The book retails a 60-year history in which gloomy expectations went unfulfilled. In the Thirties there was general despair among the British colonial authorities that a district called Machakos, near Nairobi, was fast eroding. It was overgrazed by cattle, and the local people, the Akamba tribe, looked likely to face more or less continual famine on their leached soils. The officials took photographs of bare hillsides to prove their point, and these are the 'before' half of the book's many pairs of pictures. Miracle of miracles, the 'after' shots - taken in the early Nineties - show neat terraces, greenery, and trees. Its 200km by 60km is home to more than a million people, five times as many as in the Thirties, and the inhabitants are better and more securely fed than their forebears.

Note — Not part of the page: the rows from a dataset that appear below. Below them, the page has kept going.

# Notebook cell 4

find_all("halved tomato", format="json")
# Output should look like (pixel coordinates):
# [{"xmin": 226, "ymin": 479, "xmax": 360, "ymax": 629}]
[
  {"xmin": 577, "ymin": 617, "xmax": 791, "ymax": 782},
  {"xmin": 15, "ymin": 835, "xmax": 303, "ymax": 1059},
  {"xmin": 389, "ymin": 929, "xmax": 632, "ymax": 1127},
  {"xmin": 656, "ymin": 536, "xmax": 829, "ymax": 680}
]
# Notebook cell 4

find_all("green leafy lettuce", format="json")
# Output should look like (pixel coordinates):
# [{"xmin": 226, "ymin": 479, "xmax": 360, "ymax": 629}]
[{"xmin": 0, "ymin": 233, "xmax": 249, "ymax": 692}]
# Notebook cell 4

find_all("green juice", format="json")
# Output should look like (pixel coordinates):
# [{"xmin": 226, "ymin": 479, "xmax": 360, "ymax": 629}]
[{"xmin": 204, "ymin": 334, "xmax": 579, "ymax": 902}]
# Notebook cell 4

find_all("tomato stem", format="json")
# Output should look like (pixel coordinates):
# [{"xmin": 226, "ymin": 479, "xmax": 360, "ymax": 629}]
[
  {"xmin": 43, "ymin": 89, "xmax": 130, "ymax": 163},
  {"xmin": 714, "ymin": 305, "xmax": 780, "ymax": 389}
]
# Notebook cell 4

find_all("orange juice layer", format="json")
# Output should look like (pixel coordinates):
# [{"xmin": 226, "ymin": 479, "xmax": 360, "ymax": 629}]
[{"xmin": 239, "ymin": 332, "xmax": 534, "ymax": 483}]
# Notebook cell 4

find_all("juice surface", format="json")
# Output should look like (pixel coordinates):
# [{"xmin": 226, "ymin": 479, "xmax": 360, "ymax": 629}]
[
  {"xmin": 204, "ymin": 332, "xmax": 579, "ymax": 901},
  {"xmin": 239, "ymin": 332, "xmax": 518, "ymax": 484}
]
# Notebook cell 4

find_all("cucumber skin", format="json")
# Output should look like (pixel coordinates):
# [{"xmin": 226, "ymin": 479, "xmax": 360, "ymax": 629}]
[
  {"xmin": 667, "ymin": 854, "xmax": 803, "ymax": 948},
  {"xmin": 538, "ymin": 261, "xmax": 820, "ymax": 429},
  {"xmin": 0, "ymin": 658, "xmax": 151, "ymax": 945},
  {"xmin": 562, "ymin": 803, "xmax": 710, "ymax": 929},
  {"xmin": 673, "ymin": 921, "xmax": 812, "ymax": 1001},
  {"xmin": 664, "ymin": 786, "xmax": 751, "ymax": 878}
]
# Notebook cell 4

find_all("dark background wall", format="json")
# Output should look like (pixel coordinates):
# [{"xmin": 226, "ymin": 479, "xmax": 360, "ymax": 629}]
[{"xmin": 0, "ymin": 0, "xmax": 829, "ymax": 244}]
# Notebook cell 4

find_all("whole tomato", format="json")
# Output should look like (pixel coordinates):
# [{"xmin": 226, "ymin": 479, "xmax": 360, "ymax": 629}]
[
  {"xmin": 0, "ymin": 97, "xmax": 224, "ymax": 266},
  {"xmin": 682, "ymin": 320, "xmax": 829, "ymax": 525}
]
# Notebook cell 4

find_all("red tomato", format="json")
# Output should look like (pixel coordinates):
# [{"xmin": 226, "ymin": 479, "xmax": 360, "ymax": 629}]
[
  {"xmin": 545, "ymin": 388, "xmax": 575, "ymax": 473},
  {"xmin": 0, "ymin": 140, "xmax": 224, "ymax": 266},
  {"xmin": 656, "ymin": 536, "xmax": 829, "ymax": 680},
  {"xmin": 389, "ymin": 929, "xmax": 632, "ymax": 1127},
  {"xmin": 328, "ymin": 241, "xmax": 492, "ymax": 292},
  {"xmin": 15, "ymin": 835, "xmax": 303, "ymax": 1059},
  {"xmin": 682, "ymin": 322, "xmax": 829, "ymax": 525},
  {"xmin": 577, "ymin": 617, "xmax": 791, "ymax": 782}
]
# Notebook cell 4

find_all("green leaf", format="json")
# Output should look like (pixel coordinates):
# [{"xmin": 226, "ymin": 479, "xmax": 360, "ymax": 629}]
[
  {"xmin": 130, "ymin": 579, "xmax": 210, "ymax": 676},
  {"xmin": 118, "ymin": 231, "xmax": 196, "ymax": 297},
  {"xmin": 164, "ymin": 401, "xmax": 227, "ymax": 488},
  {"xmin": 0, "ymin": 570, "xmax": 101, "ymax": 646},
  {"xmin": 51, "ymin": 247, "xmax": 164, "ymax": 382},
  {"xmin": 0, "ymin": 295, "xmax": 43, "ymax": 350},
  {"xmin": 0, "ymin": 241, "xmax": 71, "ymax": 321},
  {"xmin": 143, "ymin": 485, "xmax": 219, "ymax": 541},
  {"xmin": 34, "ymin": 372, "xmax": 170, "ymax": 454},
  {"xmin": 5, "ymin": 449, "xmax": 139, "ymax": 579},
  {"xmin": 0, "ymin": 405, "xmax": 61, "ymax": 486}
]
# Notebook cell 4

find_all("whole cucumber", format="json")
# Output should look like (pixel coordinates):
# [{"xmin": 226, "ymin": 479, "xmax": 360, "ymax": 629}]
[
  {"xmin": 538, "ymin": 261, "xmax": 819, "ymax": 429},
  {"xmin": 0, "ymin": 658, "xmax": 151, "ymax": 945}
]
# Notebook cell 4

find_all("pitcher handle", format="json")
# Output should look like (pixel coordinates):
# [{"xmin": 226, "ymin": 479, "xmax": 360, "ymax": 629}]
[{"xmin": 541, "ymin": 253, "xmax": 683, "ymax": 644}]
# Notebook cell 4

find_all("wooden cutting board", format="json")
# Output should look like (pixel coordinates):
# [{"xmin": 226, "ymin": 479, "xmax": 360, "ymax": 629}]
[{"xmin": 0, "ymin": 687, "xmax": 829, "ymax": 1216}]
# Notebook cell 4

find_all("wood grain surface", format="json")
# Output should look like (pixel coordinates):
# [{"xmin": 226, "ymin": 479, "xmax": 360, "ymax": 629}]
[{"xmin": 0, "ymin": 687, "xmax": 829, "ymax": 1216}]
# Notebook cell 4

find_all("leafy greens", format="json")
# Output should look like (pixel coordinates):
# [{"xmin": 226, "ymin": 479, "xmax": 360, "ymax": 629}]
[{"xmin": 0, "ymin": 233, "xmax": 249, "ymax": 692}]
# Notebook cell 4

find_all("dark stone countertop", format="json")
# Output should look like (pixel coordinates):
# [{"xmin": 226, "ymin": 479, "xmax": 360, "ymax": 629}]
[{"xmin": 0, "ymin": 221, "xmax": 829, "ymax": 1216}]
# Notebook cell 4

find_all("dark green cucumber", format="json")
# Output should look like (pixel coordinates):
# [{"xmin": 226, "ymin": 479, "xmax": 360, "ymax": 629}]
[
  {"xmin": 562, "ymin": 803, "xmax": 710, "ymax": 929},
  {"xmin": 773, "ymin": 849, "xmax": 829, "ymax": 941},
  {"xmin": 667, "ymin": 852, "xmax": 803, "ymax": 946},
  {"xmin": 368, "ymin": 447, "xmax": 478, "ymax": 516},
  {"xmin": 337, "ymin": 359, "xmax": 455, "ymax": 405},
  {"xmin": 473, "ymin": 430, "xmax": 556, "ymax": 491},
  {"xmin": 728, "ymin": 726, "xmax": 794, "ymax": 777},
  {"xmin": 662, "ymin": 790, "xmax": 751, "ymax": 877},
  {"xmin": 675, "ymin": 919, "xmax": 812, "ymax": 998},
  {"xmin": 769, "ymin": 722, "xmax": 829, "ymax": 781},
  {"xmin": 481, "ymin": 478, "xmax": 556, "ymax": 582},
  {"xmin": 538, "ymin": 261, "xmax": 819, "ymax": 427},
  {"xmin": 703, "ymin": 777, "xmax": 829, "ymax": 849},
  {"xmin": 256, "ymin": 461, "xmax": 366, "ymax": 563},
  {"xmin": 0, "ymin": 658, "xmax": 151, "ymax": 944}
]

Nor, say the authors, is the Machakos' experience unique: other African peoples and hot, dry places have proved highly adaptive. As their population grew, human ingenuity responded by massively increasing the power of the land to grow food. Indeed, the book argues that population pressure can release in people the spirit of innovation which ensures that they are richer, not poorer, as the pressure mounts. The authors - researchers at the Overseas Development Institute and Nairobi University - find themselves quoting with approval the work of Julian Simon, who has for years controversially suggested that high and rising populations are a force for good.

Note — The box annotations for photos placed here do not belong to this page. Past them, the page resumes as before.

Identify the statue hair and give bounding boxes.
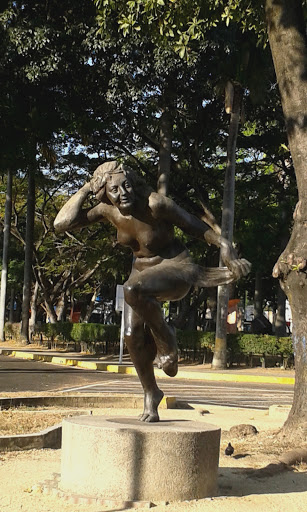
[91,160,152,202]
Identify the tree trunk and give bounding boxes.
[0,169,13,341]
[157,107,173,196]
[21,169,35,343]
[254,271,263,318]
[80,286,101,323]
[29,280,39,341]
[9,286,15,324]
[275,286,287,338]
[212,84,243,369]
[266,0,307,433]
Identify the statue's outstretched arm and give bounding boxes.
[157,196,251,278]
[54,183,104,232]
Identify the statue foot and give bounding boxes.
[138,388,164,423]
[155,352,178,377]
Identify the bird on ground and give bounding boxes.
[225,443,234,455]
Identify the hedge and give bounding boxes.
[177,330,293,357]
[5,322,293,357]
[36,322,120,343]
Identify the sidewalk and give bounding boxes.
[0,343,295,385]
[0,344,295,385]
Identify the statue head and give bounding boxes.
[90,160,148,202]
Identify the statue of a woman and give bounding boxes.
[54,161,250,422]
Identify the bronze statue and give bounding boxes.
[54,161,250,422]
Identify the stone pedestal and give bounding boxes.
[60,416,220,501]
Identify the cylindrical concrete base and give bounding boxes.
[60,416,220,501]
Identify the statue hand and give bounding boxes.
[221,240,251,279]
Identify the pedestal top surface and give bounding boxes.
[63,416,220,432]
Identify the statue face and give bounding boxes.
[106,173,135,213]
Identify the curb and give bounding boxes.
[0,424,62,452]
[0,394,177,410]
[0,349,295,385]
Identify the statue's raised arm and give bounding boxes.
[55,161,250,422]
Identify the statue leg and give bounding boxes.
[125,304,164,422]
[124,265,191,377]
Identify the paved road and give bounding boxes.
[0,356,293,409]
[0,355,121,393]
[66,375,293,409]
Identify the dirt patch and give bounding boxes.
[0,408,89,436]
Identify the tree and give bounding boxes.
[0,169,13,341]
[266,0,307,433]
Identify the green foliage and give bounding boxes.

This book surveys practically every factor anyone has ever considered in attacking Third World poverty. The authors remind us that native farmers are right to be cautious of innovations recommended by experts who got a good deal wrong before. Over and over, they suggest outsiders should remember to listen.

This is not new advice (Robert Chambers became famous by being eloquent on the theme), and part of the refreshing charm of this book is that it also suggests, a little unfashionably, that outsiders can be useful. Other factors that helped in Machakos were travel, which broadened many of the farmers' minds; that they got into cash-earning crops for export; that the Kenyan government didn't steal half their earnings in the name of socialism or anything else; that their land was near enough to the capital to allow people to go off and earn money in hard times; that the whole tribe and its members were secure in their landholdings.

The Akamba people remain poor. They need better roads and want electricity. They knew early on that education was the ticket to everything, not least because it allowed youngsters to gain the jobs that freed them from farming's uncertainties while enabling them to send money home to capitalise the farm improvements. The Akamba are learning fast that in the modern world having fewer children makes good sense.

I like this book so much because it says people are life-enhancers, and that, given half a chance, even dirt-poor people invest in their land. It does not decry capitalism. It celebrates decent government. It suggests that there are ways foreign aid can help poor countries. Above all, it gives us clues about how Africa can overcome its basket-case reputation. It does all this with low-key authority. It has 'classic' written all over it.